Позади нас по улице вдруг ударила вражеская пулеметная очередь. Подобные моменты всегда были отвратительно неожиданными, но сейчас я пригнул голову даже быстрее, чем обычно. Где-то рядом с Гридино рвались вражеские снаряды, а за ним — должно быть, в районе Крупцово, — виднелись вспышки осветительных ракет. Должно быть, вражеский патруль. Ханс пустил лошадей рысью. Над нашими тыловыми позициями монотонно тарахтела кругами «Усталая утка» («У-2»). Все это вместе складывалось в обычную еженощную симфонию северо-восточной оконечности «линии Кёнигсберг», которую я уже, казалось, знал наизусть.
Снег прекратился, и из-за рваных облаков выглянула луна, заливая пейзаж своим таинственным и даже каким-то сверхъестественным серебряно-голубым светом. Ханс осадил лошадей и позволил им перейти на шаг; теперь мы были в относительной безопасности — во всяком случае, вне зоны действия русской артиллерии, и с каждым шагом все ближе и ближе к дому. Единственная возможная угроза исходила от «Усталой утки» и ее бомб. Если мы угодим под одну из них — значит, я не заслужил отпуска домой. Наш Ханс имел очень милую привычку разговаривать с лошадьми, причем изъяснялся он с ними на каком-то грубом сибирском диалекте, сильно отличавшемся от звучания его речи, когда он говорил с нами. Было вообще что-то такое оперно-театральное в том, что по всем этим живописным, погребенным под снегом и залитым светом последней ночи полнолуния окрестностям нас вез в санях не кто-нибудь, а именно этот двухметровый гигант, считавшийся официально одним из наших врагов, которому для полного антуража только разве что бороды до пояса не хватало.

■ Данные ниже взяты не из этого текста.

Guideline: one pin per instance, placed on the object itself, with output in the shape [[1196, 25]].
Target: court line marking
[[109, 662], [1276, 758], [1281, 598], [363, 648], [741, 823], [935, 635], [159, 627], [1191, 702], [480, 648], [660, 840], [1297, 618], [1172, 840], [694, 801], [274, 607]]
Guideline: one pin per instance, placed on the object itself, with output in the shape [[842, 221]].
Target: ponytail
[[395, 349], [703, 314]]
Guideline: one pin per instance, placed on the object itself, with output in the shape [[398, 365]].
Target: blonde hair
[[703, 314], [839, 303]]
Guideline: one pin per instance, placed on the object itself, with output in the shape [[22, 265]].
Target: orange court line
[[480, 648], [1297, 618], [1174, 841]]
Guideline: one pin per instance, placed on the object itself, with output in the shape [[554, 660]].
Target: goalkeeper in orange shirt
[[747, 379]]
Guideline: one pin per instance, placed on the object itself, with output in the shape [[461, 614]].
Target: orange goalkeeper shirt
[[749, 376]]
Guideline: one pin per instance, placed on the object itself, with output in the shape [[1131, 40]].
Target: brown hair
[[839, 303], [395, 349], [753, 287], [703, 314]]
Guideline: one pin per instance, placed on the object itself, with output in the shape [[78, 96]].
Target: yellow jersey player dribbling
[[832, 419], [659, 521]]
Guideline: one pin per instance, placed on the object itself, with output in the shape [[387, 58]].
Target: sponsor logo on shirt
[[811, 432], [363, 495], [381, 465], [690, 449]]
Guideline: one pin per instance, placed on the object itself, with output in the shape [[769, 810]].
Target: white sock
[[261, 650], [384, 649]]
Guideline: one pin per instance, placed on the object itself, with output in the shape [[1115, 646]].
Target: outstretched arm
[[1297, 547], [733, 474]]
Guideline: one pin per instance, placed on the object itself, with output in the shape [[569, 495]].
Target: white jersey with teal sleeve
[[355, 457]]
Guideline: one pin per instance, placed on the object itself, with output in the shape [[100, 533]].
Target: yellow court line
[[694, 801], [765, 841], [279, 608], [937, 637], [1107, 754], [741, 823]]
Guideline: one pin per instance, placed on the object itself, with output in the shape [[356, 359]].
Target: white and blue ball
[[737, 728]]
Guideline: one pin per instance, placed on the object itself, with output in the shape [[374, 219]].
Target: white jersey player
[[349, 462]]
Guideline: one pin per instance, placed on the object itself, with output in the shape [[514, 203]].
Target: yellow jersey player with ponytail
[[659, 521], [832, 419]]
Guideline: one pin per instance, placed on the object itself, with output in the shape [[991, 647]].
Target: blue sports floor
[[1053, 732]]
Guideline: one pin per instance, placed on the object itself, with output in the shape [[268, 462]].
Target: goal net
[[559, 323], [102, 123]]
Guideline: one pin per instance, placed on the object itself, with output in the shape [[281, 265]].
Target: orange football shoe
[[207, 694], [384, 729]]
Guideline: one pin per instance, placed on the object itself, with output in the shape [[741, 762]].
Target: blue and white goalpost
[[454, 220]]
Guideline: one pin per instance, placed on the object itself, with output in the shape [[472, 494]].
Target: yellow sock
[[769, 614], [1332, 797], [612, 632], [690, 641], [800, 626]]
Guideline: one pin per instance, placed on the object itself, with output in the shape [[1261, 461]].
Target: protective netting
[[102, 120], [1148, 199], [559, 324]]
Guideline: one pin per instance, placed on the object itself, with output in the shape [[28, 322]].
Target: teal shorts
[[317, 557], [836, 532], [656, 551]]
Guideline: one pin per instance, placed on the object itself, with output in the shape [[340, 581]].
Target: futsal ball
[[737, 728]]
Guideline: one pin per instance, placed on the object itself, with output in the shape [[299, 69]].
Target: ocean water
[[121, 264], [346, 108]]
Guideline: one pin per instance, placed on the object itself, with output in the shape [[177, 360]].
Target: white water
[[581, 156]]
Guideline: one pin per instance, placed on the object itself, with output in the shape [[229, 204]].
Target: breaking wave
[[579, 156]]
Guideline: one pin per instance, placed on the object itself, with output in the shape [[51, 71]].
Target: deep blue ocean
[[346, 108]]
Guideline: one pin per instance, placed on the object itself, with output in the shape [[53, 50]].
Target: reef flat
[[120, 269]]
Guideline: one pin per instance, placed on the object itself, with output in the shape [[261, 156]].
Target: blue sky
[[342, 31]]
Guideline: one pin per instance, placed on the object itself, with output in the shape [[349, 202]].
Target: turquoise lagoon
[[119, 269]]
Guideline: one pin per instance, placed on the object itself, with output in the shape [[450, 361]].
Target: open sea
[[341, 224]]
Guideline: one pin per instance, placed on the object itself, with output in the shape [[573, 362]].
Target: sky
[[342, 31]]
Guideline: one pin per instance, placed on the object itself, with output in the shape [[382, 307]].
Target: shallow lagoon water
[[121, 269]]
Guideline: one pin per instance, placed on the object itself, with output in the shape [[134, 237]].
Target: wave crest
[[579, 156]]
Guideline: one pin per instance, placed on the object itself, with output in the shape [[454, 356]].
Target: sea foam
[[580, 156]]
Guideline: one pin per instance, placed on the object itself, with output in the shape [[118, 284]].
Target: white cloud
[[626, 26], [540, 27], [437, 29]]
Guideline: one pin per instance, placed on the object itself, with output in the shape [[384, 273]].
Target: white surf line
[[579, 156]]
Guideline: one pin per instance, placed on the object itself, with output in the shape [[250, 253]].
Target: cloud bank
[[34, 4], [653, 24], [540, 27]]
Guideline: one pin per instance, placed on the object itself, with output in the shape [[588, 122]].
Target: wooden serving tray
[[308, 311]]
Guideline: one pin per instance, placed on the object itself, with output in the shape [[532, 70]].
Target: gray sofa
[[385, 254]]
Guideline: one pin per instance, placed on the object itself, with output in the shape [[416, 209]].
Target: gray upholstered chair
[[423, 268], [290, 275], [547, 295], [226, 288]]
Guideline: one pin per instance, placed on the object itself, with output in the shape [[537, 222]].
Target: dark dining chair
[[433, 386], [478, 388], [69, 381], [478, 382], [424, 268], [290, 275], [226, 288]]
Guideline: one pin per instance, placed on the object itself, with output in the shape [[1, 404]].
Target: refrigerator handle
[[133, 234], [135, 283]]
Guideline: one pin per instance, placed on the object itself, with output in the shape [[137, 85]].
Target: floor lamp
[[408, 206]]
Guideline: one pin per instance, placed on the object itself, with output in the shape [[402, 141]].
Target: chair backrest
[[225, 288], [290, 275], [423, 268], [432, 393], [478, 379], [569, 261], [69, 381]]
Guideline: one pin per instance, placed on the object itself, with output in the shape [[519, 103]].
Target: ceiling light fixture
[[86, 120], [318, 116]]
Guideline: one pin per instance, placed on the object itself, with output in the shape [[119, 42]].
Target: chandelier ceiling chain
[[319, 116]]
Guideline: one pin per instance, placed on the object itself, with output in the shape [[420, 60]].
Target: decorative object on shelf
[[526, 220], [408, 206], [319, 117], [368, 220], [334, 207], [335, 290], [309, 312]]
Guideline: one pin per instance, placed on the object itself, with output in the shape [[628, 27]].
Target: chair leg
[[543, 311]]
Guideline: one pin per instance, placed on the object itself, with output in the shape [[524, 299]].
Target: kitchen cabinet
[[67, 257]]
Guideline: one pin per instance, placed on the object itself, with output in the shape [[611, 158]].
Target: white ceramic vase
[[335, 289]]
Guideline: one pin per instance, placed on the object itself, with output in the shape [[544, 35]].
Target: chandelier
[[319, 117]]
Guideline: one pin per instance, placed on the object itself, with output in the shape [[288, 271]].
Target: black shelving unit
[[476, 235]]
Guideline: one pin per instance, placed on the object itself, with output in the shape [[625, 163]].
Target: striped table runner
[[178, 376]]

Когда мы подъезжали к нашей главной тыловой деревне, я показал ему знаками, чтобы он завернул в нее. Ханс понял меня сразу же и направил сани прямиком к маленькому Нининому домику. За окошками мерцал свет, и Ольга отворила мне дверь еще до того, как я успел постучать.

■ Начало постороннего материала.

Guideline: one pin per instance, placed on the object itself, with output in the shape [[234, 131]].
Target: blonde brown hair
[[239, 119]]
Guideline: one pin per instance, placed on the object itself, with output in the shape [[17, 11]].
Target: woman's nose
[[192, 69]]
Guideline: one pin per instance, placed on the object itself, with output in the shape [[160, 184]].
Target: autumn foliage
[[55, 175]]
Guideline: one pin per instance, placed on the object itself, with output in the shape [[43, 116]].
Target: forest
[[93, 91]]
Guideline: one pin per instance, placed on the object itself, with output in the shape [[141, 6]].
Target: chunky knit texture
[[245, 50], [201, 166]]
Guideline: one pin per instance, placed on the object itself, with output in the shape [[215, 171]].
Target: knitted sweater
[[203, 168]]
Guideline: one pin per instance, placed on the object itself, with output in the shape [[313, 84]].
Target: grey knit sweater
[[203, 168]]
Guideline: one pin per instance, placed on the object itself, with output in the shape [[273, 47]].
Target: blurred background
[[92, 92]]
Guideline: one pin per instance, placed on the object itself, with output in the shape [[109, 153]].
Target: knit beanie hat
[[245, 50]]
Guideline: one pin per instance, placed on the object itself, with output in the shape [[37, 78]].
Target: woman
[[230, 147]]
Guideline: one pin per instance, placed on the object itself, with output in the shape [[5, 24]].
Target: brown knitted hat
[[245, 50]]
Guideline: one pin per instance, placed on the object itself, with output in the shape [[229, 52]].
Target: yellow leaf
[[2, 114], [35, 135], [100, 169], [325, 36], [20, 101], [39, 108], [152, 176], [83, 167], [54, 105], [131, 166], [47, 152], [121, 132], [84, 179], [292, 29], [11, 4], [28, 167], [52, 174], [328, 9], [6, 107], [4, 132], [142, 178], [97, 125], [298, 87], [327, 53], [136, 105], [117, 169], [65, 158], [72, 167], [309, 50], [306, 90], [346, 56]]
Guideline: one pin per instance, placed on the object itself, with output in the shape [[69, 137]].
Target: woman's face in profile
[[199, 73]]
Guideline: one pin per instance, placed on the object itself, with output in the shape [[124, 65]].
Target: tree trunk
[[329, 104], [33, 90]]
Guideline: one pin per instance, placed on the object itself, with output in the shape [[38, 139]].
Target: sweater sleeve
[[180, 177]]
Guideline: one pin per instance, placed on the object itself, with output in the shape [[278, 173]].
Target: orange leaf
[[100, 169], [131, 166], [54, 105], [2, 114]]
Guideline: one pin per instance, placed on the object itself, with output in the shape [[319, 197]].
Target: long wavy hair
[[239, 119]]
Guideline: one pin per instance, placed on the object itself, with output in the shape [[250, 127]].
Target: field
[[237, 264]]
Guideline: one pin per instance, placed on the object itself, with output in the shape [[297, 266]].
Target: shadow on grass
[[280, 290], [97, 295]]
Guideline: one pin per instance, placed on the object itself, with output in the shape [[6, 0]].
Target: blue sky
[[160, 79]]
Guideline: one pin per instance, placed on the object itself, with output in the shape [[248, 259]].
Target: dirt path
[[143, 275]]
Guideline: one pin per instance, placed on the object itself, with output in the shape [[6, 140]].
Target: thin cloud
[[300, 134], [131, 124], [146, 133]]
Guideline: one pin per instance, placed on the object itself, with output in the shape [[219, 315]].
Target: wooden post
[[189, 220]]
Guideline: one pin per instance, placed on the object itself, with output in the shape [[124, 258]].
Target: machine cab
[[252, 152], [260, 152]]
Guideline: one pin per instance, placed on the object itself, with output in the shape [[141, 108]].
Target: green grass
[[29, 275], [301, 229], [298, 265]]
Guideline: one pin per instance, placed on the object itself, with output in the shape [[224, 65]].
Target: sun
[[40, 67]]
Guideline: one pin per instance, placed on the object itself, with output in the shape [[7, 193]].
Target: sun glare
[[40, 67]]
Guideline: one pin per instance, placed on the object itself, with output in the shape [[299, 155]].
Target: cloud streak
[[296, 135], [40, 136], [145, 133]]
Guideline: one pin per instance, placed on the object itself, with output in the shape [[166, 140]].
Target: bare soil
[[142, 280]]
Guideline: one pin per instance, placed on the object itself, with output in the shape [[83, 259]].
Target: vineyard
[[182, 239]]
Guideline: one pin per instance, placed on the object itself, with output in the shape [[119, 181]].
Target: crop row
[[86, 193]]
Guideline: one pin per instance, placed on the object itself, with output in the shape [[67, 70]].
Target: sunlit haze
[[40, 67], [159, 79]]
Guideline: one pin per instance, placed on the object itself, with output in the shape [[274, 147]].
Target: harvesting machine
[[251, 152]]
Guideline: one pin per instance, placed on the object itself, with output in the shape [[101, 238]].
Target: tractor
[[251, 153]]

Нина лежала в кровати и смотрела на меня своими огромными и на этот раз совершенно ясными глазами. Взгляд ее уже не был отсутствующим и ни на что не реагирующим, но в нем снова присутствовала какая-то странная комбинация проницательности и вместе с тем тайны. Я приставил стул к ее кровати и, сев на него, взял ее за запястье. Пульс теперь был ритмичным и имел хорошее наполнение. Жар и лихорадочное состояние отступили. Прежде чем я успел что-либо сказать, она тоже взяла меня за руку обеими своими ладонями и выразительно сжала ее.

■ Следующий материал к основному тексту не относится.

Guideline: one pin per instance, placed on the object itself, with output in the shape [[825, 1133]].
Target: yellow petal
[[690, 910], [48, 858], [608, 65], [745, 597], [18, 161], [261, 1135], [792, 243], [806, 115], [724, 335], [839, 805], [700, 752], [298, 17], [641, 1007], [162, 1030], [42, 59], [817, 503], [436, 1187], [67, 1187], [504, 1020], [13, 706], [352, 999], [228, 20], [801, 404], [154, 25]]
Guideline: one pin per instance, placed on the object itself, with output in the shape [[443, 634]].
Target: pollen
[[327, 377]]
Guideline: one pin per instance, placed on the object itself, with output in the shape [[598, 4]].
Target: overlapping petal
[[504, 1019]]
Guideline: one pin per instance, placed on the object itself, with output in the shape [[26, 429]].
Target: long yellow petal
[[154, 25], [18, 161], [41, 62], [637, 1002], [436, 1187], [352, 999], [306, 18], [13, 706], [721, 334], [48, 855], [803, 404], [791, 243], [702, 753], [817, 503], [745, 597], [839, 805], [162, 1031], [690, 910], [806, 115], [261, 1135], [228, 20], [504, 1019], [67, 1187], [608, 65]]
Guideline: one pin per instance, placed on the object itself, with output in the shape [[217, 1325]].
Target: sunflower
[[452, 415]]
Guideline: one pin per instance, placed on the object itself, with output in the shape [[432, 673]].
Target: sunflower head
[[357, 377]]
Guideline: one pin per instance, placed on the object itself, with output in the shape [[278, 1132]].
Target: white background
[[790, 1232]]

— Я очень благодарна вам, герр доктор, за все то, что вы сделали для меня. Вы…
Ее голос вдруг задрожал, а глаза мгновенно наполнились слезами, и, смутившись этим, она замолчала и отвернула лицо в сторону.
Не пытаясь высвободить свою руку из ее ладоней, я тихо сказал:
— Скоро вы поправитесь окончательно, Нина. Я знал, что вы выкарабкаетесь, вы молодец!
Ольга все это время стояла рядом, в ногах кровати, и прямо-таки лучилась удовольствием. Голоса Генриха и Ханса, будто их до этого момента и не существовало, — только сейчас донеслись до меня с улицы, напомнив о том, что мои обязанности врача здесь уже выполнены. Нина быстро сказала что-то по-русски Ольге. Девушка торопливо засеменила к самовару у печи и налила мне кружку чая, а затем еще две кружки и вынесла их наружу, моим провожатым, плотно притворив за собой дверь.